The Secret To Not Being A Total Fucking Mess In Your Twenties

By

In the past year or so, my Facebook newsfeed has become a mélange of targeted articles, all touting a supposedly nuanced idea with an eerily similar theme.

As I scroll through my feed, subconsciously looking for an unflattering photo of a former foe or ex-boyfriend, I am bombarded with titles like:

“How To Know If You’re In A Quarter-Life Crisis”
“The 20 Things You NEED To Do In Your 20s”

“Why You Should Quit Your Job And Travel The World During Your Quarter-Life Crisis”
“7 Cat Memes That Perfectly Describe Adulting”
“5 Bras You Need To Own Before You’re 30”

I may have exercised some artistic license with the wording of these headlines, but only one of these articles doesn’t actually exist, to my knowledge (HINT: it’s not the lingerie one… sadly). Regardless, I am reminded and frankly, prodded to acknowledge on an hourly basis that this quarter-life crisis is imminent, unavoidable, and essentially one big to-do list.

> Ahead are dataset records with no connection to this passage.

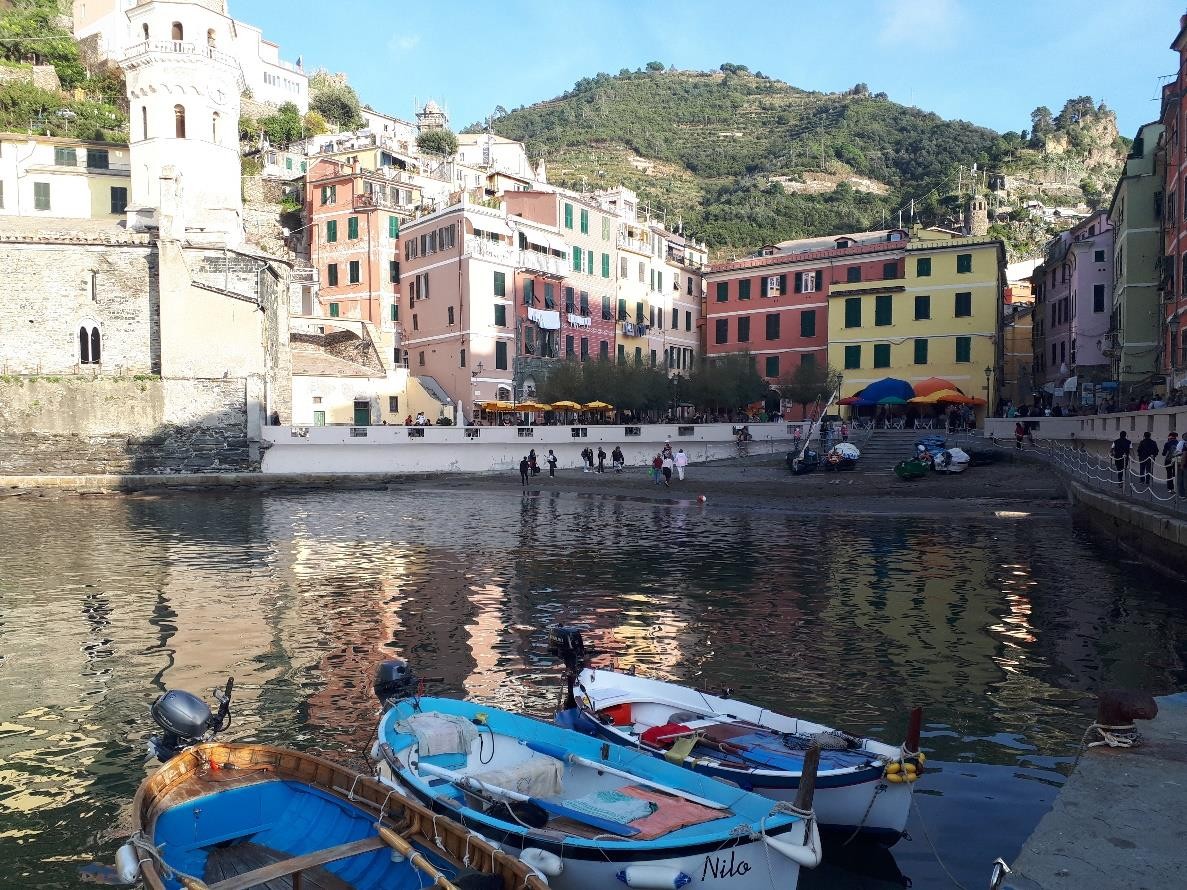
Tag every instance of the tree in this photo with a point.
(437, 141)
(1042, 125)
(284, 127)
(335, 100)
(810, 382)
(315, 124)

So as I venture into this tumultuous, confusing, and, apparently, uber-trendy period of my life, during which I am seemingly morally obligated to say “Yes” to everything and read The Little Prince or else I might die (don’t worry, I’ve read it… twice), I’ve decided to say NO.

No, I am not going to read every bildungsroman or watch every tear-jerking blockbuster.

No, I am not going to prune my friend group or pick my partner based on BuzzFeed’s suggestions.

No, I am not going to know my purpose in life before 30 and I’m not going to quit my job to figure it out.

No, I am not going to check off every single “30 [fill-in-the-blank] before 30.”

No, I am not going to tailor my life to a list.

And no, I am not going to have a quarter-life crisis.

Look: I am no expert on “being in your 20s” (What makes someone an expert on “your 20s” anyway? Living them? That makes almost 3.4 billion people “experts”) — but I do know, so far, they can be awesome and they can really suck sometimes. And that’s OK.

Your 20s are hard. Going through a big transition, trying to get a job while figuring out what you’re truly passionate about, losing friends and making them, paying off student loans and still trying to afford the experiences that supposedly make your 20s “the best time of your life” — it’s hard. Comparing your achievements to those of your parents, your peers, and that weird 14-year-old who’s already developed the algorithm to solve world hunger AND world peace is hard. Figuring out who you are and what your purpose on Earth might be while trying to live your life to the fullest and still be able to discuss Making A Murderer is hard.

Your 20s are hard. But that doesn’t mean they need to be a crisis.

If we recognize and accept that with all the magic of being in your 20s — a whole world to explore, endless opportunities to create real and powerful change, and a fast metabolism — come negative side effects, maybe we won’t feel so compelled to throw our hands up in exasperation and declare a crisis.

As I venture into this period of my life, sometimes I feel sad; I feel scared or anxious, elated or crazy. Sometimes, I feel all of these emotions at once. But I don’t feel in crisis or afflicted. Because being in your 20s doesn’t have to mean you’re either in “the best time of your life” or in a quarter-life crisis.

Maybe the trick to navigating your 20s is to just be.

Stop listening to all of the noise about what’s “supposed to be” and just be.